"Big data" analysis and modern supreme audit institutions: tearing down the walls of data kingdoms

By Janar Holm, Auditor General, National Audit Office of Estonia

Teksti suurus:[-A][+A]



Estonia has adopted e-solutions that have made the country one of the world’s most highly developed digital societies. This digital journey has had a considerable impact on its businesses, but also on its citizens. How has this shaped and impacted the work of the National Audit Office of Estonia and its own institutional development? Janar Holm has been Estonia’s Auditor General since early 2018. Prior to this, he held several functions in the Estonian government, including being (deputy) Secretary-General of several ministries.

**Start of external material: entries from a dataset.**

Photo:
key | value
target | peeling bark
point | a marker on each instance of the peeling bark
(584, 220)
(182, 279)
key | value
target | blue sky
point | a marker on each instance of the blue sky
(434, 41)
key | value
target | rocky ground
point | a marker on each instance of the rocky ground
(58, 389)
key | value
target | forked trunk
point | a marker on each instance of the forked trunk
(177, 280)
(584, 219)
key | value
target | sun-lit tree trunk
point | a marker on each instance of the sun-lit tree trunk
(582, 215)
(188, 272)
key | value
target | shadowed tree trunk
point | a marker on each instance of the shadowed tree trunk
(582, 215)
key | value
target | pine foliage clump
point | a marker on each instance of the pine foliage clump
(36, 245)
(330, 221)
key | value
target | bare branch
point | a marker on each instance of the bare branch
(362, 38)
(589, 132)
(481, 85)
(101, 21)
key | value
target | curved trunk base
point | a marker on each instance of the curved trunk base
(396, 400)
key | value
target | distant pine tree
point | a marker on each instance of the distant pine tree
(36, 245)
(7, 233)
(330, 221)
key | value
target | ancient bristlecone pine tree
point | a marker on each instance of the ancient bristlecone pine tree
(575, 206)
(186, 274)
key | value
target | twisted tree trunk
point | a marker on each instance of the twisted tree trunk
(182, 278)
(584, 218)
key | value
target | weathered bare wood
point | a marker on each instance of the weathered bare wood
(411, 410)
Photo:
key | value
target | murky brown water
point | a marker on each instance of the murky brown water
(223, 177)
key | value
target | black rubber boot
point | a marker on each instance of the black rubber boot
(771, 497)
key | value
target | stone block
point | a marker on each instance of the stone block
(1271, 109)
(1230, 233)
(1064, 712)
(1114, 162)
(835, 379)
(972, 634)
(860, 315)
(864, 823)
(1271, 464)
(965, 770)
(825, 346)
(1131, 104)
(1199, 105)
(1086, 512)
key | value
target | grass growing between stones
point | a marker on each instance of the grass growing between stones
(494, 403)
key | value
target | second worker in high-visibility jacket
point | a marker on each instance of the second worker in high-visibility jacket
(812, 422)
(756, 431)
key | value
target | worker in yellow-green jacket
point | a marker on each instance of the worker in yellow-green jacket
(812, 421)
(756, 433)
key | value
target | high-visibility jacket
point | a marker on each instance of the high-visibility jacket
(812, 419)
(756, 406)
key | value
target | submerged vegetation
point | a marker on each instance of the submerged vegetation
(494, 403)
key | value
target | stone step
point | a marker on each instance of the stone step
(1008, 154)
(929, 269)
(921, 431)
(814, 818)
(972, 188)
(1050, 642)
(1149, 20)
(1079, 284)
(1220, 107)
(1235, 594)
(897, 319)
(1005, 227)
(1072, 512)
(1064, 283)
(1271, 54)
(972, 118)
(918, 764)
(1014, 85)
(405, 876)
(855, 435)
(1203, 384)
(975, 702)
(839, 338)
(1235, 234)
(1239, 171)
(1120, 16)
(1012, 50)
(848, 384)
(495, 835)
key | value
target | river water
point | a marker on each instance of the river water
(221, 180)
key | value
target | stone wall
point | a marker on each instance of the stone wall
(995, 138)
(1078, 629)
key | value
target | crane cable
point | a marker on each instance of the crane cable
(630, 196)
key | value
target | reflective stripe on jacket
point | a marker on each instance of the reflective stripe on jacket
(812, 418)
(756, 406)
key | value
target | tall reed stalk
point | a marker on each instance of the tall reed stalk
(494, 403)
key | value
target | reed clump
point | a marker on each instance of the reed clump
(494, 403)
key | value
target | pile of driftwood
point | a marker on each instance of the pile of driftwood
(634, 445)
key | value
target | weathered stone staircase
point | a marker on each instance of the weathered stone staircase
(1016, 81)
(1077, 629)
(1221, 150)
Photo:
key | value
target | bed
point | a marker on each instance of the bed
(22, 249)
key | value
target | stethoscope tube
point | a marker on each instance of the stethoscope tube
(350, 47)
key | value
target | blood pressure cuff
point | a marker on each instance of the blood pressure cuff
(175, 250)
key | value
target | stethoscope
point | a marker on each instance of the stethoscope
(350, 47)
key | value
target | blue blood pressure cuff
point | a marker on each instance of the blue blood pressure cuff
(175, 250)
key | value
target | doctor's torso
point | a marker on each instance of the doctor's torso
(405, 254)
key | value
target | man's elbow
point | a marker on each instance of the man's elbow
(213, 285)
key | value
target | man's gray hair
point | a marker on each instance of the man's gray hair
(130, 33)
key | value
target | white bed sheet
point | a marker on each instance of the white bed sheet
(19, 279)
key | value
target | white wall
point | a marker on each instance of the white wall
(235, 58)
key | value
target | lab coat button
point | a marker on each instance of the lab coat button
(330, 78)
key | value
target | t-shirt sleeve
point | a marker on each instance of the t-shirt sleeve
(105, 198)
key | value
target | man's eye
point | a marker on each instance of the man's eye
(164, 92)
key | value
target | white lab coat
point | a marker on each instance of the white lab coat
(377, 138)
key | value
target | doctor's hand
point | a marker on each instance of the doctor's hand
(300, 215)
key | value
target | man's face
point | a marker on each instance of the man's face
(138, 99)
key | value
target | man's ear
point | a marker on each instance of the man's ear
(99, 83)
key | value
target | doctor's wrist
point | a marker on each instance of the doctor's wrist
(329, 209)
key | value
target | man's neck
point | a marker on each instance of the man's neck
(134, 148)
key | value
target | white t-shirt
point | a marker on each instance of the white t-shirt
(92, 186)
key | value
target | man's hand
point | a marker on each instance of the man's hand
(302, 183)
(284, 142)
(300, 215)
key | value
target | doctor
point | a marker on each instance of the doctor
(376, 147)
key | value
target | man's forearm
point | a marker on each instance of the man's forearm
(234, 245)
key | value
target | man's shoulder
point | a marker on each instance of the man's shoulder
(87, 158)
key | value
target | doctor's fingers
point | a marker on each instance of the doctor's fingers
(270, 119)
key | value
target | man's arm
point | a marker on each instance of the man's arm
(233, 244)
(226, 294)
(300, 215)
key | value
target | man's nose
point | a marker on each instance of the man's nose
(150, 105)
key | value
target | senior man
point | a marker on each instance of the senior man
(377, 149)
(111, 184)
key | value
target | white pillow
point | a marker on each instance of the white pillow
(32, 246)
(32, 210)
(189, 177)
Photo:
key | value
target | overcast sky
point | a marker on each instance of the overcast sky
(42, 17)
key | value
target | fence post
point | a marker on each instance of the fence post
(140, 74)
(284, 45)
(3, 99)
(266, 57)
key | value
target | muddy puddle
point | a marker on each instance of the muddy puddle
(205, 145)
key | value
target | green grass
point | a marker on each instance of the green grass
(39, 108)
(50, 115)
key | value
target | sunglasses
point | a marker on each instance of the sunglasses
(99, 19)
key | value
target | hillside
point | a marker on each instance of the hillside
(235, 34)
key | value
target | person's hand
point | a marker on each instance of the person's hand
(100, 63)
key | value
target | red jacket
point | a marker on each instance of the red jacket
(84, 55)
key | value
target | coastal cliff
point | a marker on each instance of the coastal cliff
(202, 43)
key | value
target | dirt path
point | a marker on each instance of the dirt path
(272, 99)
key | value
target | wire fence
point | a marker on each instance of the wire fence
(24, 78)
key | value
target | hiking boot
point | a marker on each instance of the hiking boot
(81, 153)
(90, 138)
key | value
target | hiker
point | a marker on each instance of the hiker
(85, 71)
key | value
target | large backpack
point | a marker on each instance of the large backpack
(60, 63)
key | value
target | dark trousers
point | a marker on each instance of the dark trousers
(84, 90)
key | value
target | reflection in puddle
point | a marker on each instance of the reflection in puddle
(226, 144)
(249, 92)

In his contribution he explores the concept of big data, what it means for audit offices, including providing examples of how the National Audit Office of Estonia uses data analytics to add value through its audits and to stimulate a better data exchange environment.

Looking behind the phenomenon called ‘big data:’ two questions to be asked

I am frequently asked about digital innovation in Estonia and how we, as a supreme audit institution (SAI), are using this success to our advantage – for instance, to what ends are we utilising data from our auditees to generate influential suggestions and what are the examples of big data analysis in our office? When asked such questions, I usually reply with another question – what do you mean when you talk about big data? Because, as a matter of fact, the definitions are somewhat obscure. This time, as I have been given an opportunity to address this issue in a prominent public auditing journal, I would like to raise an additional question – what is the role of a modern public auditor in data analysis, be it big data or not so big data?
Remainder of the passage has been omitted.